Be specific and ask for the things you need. Perhaps it’s simply a shoulder to cry on or a listening ear, or maybe it’s that you need someone to help prepare healthy meals for you, or someone to motivate you to go on a walk. Whatever it is you need, don’t be afraid to ask.

You may also want to find support groups near your home or online communities of others who share your diagnosis. Non-profits such as the Lupus Foundation of America, the Arthritis Foundation, the Scleroderma Foundation, and The Myositis Foundation are all great places to find resources that can connect you to communities of others who are living with MCTD.

Finding a therapist who specializes in dealing with patients living with chronic illness might also be extremely helpful. Most of the foundations above have lists of doctors and therapists, but a quick search online could help you find a qualified person near you.


Living with a chronic illness can feel overwhelming at times but the more you educate yourself and seek the help you need, the more control you’ll feel over your life and your health. Having a good team in place to help you navigate life with MCTD is imperative, so is learning when and how to ask for certain accommodations at work.

Healthcare Team

One of the most important aspects of living well with MCTD is to put together a healthcare team that can oversee your well-being.

This team should be comprised of professionals who you trust and feel comfortable around. This should include your rheumatologist who specializes in the disease, but can also include other specialists, physical therapists, and even counselors.

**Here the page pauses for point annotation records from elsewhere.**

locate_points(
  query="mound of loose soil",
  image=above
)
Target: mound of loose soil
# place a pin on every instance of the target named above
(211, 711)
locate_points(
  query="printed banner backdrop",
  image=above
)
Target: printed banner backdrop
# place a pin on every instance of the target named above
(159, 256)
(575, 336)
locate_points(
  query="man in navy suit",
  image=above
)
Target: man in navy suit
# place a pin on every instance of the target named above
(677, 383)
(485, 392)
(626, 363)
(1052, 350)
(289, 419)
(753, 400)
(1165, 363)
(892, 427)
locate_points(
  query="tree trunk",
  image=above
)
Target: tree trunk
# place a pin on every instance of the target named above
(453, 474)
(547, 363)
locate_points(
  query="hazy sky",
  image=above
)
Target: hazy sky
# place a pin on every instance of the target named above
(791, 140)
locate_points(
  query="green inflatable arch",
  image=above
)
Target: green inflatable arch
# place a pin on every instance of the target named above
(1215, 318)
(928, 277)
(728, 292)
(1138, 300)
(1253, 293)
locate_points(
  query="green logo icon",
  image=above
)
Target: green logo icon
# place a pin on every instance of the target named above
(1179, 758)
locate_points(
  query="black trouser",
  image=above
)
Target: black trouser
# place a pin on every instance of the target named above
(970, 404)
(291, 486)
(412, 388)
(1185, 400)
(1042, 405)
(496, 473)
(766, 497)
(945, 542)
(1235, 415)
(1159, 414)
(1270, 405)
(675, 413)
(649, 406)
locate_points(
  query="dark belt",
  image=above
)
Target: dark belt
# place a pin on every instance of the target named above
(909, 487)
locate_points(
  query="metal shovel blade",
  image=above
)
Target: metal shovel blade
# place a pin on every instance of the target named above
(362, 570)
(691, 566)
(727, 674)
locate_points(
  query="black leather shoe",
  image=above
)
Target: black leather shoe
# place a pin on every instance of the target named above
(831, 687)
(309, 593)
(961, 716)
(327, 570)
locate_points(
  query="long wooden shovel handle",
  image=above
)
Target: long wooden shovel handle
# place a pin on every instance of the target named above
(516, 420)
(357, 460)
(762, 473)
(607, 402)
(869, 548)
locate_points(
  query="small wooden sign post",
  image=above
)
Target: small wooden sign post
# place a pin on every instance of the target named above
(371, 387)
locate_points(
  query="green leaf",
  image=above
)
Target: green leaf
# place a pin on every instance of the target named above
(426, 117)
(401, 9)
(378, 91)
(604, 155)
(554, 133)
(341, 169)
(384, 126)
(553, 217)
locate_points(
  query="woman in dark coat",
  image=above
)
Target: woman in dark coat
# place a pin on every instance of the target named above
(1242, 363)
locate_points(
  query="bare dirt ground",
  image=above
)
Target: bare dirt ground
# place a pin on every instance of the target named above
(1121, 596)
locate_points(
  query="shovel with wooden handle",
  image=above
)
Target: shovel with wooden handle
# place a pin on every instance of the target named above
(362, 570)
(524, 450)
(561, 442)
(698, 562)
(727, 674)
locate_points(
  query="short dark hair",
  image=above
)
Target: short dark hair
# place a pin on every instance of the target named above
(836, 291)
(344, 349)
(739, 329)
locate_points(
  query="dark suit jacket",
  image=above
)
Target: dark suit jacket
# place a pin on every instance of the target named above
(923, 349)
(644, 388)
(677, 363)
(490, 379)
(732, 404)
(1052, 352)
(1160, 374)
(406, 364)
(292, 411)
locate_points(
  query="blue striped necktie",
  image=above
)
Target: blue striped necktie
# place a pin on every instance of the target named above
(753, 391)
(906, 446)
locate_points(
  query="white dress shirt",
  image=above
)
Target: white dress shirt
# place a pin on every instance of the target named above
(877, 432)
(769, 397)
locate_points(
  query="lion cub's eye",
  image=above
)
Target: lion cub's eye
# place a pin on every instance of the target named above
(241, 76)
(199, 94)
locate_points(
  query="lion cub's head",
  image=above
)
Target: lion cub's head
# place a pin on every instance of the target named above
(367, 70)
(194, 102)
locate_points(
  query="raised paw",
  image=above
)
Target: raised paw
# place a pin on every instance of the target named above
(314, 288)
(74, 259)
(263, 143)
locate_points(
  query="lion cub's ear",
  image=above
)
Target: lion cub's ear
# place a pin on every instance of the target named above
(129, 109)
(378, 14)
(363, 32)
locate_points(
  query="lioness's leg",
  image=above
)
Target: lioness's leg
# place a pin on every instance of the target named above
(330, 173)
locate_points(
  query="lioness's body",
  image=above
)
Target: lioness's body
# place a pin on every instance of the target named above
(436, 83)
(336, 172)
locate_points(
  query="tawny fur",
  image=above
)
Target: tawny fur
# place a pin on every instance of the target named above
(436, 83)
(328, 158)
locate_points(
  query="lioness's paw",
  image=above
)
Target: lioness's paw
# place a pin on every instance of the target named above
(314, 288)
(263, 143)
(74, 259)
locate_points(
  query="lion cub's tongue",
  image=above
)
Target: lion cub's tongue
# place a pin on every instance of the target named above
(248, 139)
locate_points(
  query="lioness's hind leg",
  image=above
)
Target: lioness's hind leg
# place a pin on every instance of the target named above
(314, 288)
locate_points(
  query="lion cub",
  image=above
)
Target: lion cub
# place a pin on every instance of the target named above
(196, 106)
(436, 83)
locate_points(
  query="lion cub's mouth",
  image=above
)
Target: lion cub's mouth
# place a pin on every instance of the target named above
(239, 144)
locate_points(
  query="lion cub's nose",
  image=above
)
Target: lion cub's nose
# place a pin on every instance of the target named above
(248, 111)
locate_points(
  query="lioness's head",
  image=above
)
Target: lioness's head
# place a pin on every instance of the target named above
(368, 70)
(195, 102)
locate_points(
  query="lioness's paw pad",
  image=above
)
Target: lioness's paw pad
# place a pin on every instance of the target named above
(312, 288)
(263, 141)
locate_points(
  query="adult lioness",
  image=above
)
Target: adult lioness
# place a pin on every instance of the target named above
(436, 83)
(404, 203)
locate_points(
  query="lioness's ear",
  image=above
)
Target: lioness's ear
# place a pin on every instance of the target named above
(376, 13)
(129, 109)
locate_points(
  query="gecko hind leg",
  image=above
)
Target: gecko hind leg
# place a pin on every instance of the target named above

You might not have thought much about your medical team when you only saw your primary doctor once or twice a year for check-ups. You will most likely see your team more often to monitor your condition, so it is important to find a doctor, or doctors, you love.

Never feel afraid to seek a second opinion or find a new doctor if the one you’re with doesn’t seem to be helping. Relationships with doctors should be beneficial.

Symptom Diary

To make sure you get the most out of your appointments with your rheumatologist and other doctors you might consider keeping a symptom diary. This can include symptoms with notes on when you experienced them and if you noticed that certain things like the sun or stress or specific exercises made them worse or better

It’s easy to forget what you wanted to talk to your doctor about once you’re in their office. Writing things down can help ensure that you address all of your concerns with your doctor.

Workplace Accommodations

Disclosing your diagnosis to your workplace is a personal choice and not required. However, if you feel that you need accommodations to perform your job, you may consider revealing your MCTD diagnosis so that you can ask for proper accommodations. Often these are things that could help immensely, but you might not think of:

  • If you have sun sensitivity, ask for a desk away from windows.
  • A compressed workweek could help you work around fatigue.
  • Being able to telecommute can avoid the drain of energy that occurs when you have to wake early, get ready, and commute to an office.
  • If you have a physically intense job, you may consider asking for retraining for a less intense one.

These are just a few accommodations to consider. You can also visit the Americans With Disabilities Act Network website to find out more about your rights to workplace accommodations.